You will find the following directories under ADR HOME –

Alert : The alert directory contains the XML alert log

Cdump : core dumps are stored in this directory

Trace : Process trace files and Alert.log are stored in the trace directory. ‘Background_dump_dest’ and ‘user_dump_dest’ are now ignored in 11g. Now all the trace files will be generated in ‘trace’ directory.

Incident : The incident directory stores dump files created when critical errors are encountered.
Each occurrence of a critical error( incident ) is given its own incident directory, with the incident ID used to form the directory name.

Metadata : The metadata directory stores a series of files that contain diagnostic metadata.

HM : The hm directory stores reports for health checks

Incpkg, ir, lck, sweep : These directories contain internal diagnosability framework state.
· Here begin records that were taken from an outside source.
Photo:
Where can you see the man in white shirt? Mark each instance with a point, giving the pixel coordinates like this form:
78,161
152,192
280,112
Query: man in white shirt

DIAGNOSTIC_DEST – Default value :

If environment variable ORACLE_BASE is set, DIAGNOSTIC_DEST is set to the directory designated by ORACLE_BASE.
If environment variable ORACLE_BASE is not set, DIAGNOSTIC_DEST is set to ORACLE_HOME/log

V$DIAG_INFO :

For each database , you can query v$diag_info to check its ADR locations.
This shows us the ADR BASE , ADR home , trace file locations , XML Alert location , incident dump locations , core dump and health monitor reports.
Also gives us the default session trace ( for the current session ) and number of problems , incidents reported in the database.

ADR Command Interpreter (ADRCI) :

ADRCI is the command line utility using which ADR is accessed.

Enter the following command at the operating system command prompt:

%]ADRCI

The utility starts and displays the following prompt:

adrci>

There are various commands that can be executed from ‘adrci’ to view Alert log , trace files , incidents reported , etc.

There is no need to log in to ADRCI, because the data in ADR is just for diagnostic purposes and not intended to be secure. ADR data is secured only by operating system permissions on the ADR directories.

 

CORE_DUMP_DEST

 

Property Description

Parameter type String

Syntax CORE_DUMP_DEST = directory

Default value ORACLE_HOME/DBS

Modifiable ALTER SYSTEM

Basic No

 

CORE_DUMP_DEST is primarily a UNIX parameter and may not be supported on your

platform. It specifies the directory where Oracle dumps core files.